I am an awful person who laughs at the tragedies of friends and co-workers

But Shirley Ujest’s post is not italicized and big and black…

Eh.

Sometimes the coding works, sometimes it doesn’t.

The above was my third Chief Dan George reference in 24 hours. How odd.

My uncle, the original curmudgeon, was playing golf with his minister. In the way of all grumpy old men, they begin to commiserate about how sorry today’s kids are. My uncle starts to go on and on about sugar and how everything would be better if kids didn’t eat so much sugar. He turns to the minister and says, “Why can’t they eat good, wholesome food? Like saltines and mayonnaise. I’ve eaten saltines and mayonnaise every day for the last 60 years and I’m healthy!! I’ll live to be 100! I’m fit as a …”

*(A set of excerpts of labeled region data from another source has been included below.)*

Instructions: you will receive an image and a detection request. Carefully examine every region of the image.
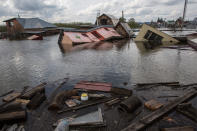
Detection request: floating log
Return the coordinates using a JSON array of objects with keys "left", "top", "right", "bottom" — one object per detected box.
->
[
  {"left": 121, "top": 90, "right": 197, "bottom": 131},
  {"left": 181, "top": 83, "right": 197, "bottom": 87},
  {"left": 136, "top": 82, "right": 179, "bottom": 86},
  {"left": 161, "top": 126, "right": 194, "bottom": 131},
  {"left": 0, "top": 111, "right": 26, "bottom": 122},
  {"left": 48, "top": 90, "right": 78, "bottom": 110},
  {"left": 49, "top": 78, "right": 68, "bottom": 101},
  {"left": 0, "top": 90, "right": 14, "bottom": 97},
  {"left": 111, "top": 87, "right": 133, "bottom": 96},
  {"left": 21, "top": 83, "right": 47, "bottom": 99},
  {"left": 3, "top": 92, "right": 21, "bottom": 102},
  {"left": 144, "top": 100, "right": 163, "bottom": 111},
  {"left": 27, "top": 93, "right": 46, "bottom": 109},
  {"left": 0, "top": 101, "right": 23, "bottom": 112},
  {"left": 120, "top": 96, "right": 142, "bottom": 113},
  {"left": 75, "top": 81, "right": 112, "bottom": 92},
  {"left": 105, "top": 98, "right": 120, "bottom": 106},
  {"left": 177, "top": 104, "right": 197, "bottom": 122},
  {"left": 58, "top": 98, "right": 112, "bottom": 114}
]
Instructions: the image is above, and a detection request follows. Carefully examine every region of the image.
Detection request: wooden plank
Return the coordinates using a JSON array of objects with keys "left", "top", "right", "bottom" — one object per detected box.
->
[
  {"left": 3, "top": 92, "right": 21, "bottom": 102},
  {"left": 49, "top": 78, "right": 68, "bottom": 101},
  {"left": 144, "top": 100, "right": 163, "bottom": 111},
  {"left": 105, "top": 98, "right": 120, "bottom": 106},
  {"left": 21, "top": 83, "right": 47, "bottom": 99},
  {"left": 177, "top": 104, "right": 197, "bottom": 122},
  {"left": 48, "top": 90, "right": 78, "bottom": 110},
  {"left": 121, "top": 90, "right": 197, "bottom": 131},
  {"left": 161, "top": 126, "right": 194, "bottom": 131},
  {"left": 74, "top": 82, "right": 112, "bottom": 92},
  {"left": 0, "top": 111, "right": 26, "bottom": 122},
  {"left": 27, "top": 93, "right": 46, "bottom": 109},
  {"left": 136, "top": 82, "right": 179, "bottom": 86},
  {"left": 0, "top": 90, "right": 14, "bottom": 97},
  {"left": 111, "top": 87, "right": 133, "bottom": 96}
]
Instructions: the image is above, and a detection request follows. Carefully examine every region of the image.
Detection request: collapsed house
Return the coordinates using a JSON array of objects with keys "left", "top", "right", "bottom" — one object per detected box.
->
[
  {"left": 96, "top": 14, "right": 119, "bottom": 27},
  {"left": 115, "top": 21, "right": 133, "bottom": 38},
  {"left": 135, "top": 24, "right": 179, "bottom": 43},
  {"left": 3, "top": 18, "right": 59, "bottom": 36},
  {"left": 58, "top": 25, "right": 122, "bottom": 47}
]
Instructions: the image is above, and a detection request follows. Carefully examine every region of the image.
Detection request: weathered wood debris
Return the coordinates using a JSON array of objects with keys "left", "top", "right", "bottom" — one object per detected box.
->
[{"left": 0, "top": 79, "right": 197, "bottom": 131}]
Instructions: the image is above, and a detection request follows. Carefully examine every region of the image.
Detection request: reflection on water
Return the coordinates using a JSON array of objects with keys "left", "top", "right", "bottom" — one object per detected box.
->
[{"left": 0, "top": 36, "right": 197, "bottom": 93}]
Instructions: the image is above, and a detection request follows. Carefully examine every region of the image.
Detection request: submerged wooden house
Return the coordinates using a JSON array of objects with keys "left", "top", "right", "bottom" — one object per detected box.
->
[
  {"left": 134, "top": 24, "right": 179, "bottom": 43},
  {"left": 3, "top": 18, "right": 59, "bottom": 35},
  {"left": 58, "top": 25, "right": 122, "bottom": 46},
  {"left": 96, "top": 14, "right": 119, "bottom": 27},
  {"left": 115, "top": 21, "right": 134, "bottom": 38}
]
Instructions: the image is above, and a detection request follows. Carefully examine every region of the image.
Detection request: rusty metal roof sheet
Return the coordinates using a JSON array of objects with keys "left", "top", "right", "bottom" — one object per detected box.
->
[{"left": 75, "top": 81, "right": 112, "bottom": 92}]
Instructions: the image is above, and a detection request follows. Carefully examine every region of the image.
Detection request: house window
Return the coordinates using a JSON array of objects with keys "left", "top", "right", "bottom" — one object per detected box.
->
[
  {"left": 144, "top": 30, "right": 163, "bottom": 42},
  {"left": 8, "top": 22, "right": 14, "bottom": 27},
  {"left": 100, "top": 19, "right": 107, "bottom": 25},
  {"left": 91, "top": 31, "right": 102, "bottom": 39},
  {"left": 104, "top": 28, "right": 109, "bottom": 31}
]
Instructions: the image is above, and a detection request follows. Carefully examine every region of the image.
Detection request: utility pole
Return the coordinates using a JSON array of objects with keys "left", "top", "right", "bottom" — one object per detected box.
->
[
  {"left": 96, "top": 10, "right": 100, "bottom": 26},
  {"left": 122, "top": 10, "right": 125, "bottom": 22},
  {"left": 181, "top": 0, "right": 188, "bottom": 29}
]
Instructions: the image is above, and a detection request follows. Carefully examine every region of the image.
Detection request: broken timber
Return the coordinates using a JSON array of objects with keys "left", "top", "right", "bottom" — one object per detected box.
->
[
  {"left": 27, "top": 93, "right": 46, "bottom": 109},
  {"left": 3, "top": 92, "right": 21, "bottom": 102},
  {"left": 0, "top": 111, "right": 26, "bottom": 122},
  {"left": 48, "top": 90, "right": 78, "bottom": 110},
  {"left": 0, "top": 90, "right": 14, "bottom": 97},
  {"left": 121, "top": 91, "right": 197, "bottom": 131},
  {"left": 136, "top": 82, "right": 179, "bottom": 86},
  {"left": 177, "top": 104, "right": 197, "bottom": 122},
  {"left": 21, "top": 83, "right": 47, "bottom": 99}
]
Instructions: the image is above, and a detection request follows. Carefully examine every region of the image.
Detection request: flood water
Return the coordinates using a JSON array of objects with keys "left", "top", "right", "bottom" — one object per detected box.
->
[{"left": 0, "top": 35, "right": 197, "bottom": 93}]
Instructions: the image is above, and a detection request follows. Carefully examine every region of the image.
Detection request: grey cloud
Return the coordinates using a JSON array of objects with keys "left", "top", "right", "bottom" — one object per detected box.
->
[{"left": 13, "top": 0, "right": 57, "bottom": 11}]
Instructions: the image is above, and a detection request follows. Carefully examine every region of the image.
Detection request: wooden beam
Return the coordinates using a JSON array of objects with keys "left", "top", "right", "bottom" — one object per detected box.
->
[{"left": 121, "top": 90, "right": 197, "bottom": 131}]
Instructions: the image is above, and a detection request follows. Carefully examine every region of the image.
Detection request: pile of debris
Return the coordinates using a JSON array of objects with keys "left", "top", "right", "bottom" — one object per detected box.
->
[{"left": 0, "top": 79, "right": 197, "bottom": 131}]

At this point, my uncle falls down dead on the 9th green.

The funeral was hilarious. They actually served saltines and mayonnaise at the wake.

DeVena, that reminds me of this story I found on Snopes. It’s about people who died in front of audiences.

He was right about the saltines and mayonnaise, though. That stuff is good. Think I’ll eat some today in honor of DeVena’s uncle!

A couple of days after a beloved cat tumbled to his death out of a sixth floor window, I was explaining to a co-worker (who often teased me about my cat-loving self) about what happened, and we both suddenly had to surpress giggles. The fact I could find humor in the situation shocked me because I was so sad.

Sampiro I know why you haven’t told your sister what your father’s real last words were. You’re waiting for just the right time to drop it on her head, aren’t you?